Initial Powertap Thoughts

In recent years, the ability to monitor the demands of cycling through the use of a PowerTap has become extremely useful to the athlete and coach by giving an objective measure of training and racing intensity. Simple and direct; the best measure of performance is performance itself (clichéd, I know, but easy to forget). You read these articles to find training programs and workouts that will produce superior results for yourself or your clients. The bike is an extension of your body and just like well-tailored clothing, it can be made to just fit you by asking a CycleOps Instructor or your local bike fitting professional. When I give a lecture about power training in Spain I always start it with a page with very complicated equations, etc. I assume that a Kingcycle (power measuring indoor trainer) updates power at 2-5sec intervals rather than the 1sec updates I use on my Powertap as it’s easier holding a constant power using the Kingcycle. The second page is always the same; “POWER IS SIMPLE, YOU JUST NEED TO CHANGE THE CODE. Therefore, it is important to understand those principles of training and the appropriate components of any training program, as shown in the diagram. This means that Power (P) = work/time or P  = force x velocity with force being the pressure you put on the pedals and velocity being cadence.8kg). From the charts produced on Cycling Peaks I can work my max and ave power for each effort. The generalized reason for the increase in efficiency is because you are recruiting more muscle fibers in synchrony and ultimately more efficiently physiologically.

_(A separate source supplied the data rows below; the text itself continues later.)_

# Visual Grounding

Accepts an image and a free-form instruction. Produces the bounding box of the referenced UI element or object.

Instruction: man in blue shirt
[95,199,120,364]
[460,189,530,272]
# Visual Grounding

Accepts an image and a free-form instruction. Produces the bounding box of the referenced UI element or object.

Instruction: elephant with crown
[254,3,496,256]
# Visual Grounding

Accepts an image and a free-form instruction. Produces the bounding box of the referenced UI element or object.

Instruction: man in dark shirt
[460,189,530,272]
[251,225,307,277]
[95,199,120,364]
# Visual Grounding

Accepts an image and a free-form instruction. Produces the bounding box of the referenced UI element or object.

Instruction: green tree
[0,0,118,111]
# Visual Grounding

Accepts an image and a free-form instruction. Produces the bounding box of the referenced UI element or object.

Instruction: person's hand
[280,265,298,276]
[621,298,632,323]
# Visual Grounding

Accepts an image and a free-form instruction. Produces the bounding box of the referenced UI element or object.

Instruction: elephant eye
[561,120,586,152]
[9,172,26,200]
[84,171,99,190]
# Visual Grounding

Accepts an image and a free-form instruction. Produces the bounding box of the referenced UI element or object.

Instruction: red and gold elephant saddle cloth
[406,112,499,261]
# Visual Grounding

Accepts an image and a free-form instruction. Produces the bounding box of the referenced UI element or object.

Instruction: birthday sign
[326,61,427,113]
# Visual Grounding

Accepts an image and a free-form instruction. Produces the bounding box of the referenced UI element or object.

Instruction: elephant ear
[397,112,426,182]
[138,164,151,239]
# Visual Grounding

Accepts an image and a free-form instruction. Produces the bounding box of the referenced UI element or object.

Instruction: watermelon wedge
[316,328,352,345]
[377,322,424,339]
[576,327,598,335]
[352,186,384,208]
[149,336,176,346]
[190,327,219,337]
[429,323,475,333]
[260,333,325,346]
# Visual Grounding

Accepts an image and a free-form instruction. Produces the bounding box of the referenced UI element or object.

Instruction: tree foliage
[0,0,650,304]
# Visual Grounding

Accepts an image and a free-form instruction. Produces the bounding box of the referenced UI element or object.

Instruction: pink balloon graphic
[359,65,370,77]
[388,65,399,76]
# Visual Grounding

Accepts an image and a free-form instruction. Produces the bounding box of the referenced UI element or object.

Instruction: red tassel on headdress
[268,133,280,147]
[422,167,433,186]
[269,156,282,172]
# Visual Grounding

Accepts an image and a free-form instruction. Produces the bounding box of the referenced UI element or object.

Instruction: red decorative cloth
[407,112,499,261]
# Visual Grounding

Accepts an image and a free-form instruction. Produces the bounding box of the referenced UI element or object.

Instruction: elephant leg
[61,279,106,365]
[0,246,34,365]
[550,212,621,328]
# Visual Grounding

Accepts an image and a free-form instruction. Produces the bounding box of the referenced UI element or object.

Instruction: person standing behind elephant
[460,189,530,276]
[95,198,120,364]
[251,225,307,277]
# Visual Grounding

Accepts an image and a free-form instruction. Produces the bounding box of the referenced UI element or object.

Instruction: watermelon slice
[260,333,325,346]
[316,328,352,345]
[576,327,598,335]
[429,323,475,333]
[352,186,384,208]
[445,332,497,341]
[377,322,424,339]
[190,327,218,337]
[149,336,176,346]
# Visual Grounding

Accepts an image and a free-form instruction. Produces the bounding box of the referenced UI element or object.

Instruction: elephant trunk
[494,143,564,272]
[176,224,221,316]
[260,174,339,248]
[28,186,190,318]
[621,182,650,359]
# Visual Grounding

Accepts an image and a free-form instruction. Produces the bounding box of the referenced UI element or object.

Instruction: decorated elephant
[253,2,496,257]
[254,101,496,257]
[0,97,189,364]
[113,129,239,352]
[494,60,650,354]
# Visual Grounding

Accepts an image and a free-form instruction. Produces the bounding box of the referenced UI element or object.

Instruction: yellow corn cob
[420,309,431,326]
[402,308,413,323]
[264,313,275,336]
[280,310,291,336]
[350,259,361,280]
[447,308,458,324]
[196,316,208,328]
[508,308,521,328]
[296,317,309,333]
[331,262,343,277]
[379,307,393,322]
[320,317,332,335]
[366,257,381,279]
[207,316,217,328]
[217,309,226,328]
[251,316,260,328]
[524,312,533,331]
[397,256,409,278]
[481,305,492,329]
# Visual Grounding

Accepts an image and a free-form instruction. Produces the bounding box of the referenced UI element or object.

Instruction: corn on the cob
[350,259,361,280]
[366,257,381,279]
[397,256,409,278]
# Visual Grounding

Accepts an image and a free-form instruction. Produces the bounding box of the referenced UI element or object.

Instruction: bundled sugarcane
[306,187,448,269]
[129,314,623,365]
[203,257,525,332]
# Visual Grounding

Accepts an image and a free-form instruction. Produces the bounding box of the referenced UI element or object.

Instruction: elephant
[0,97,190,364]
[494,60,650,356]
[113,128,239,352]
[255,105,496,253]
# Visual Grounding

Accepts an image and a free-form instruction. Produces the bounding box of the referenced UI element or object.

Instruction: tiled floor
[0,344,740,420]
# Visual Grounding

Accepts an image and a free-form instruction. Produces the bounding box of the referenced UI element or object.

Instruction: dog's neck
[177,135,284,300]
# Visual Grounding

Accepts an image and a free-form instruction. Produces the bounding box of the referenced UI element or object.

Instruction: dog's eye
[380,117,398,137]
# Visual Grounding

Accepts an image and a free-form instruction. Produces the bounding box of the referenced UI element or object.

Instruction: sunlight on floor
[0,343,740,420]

The Cycling Peaks software can also determine your max power for any duration. Start with a steady warm up to optimize recruitment patterns and get the lungs, leg and cranium ready to ride. I suggest a steady Z1 and Z2 effort for 20—30 minutes at a variety of cadences with a few surges and accelerations into Z3-Z5. From this I can try and add 5 watts every subsequent time I do an effort.

To use a PowerTap is as simple as putting the rear wheel in your bike, the computer on your handlebars and starting to ride. Based on this information, you can then take the KJ of mechanical work and extrapolate a 1-1 measure. Allen Lim’s previous article on maximizing the off-season and how to pedal more efficiently. In about a month come back to the chart and check your gains by repeating the same efforts..) and then record your results (you can use Power Agent to help with this analysis). Ideally, you should see some of the following:

Less variance in wattage output over time. This is based on max mean power one can sustain for 60min.
Increase in working wattage. This figure predicted performance in my riders in both 2k Pursuit and road TT better than any other figure.

Finally, look at your data objectively to decide what you want to work on. We all get stronger by working on our weakness. Measuring ave power on a TT course can give you a constant assessment of progress even if weather conditions vary from week to week.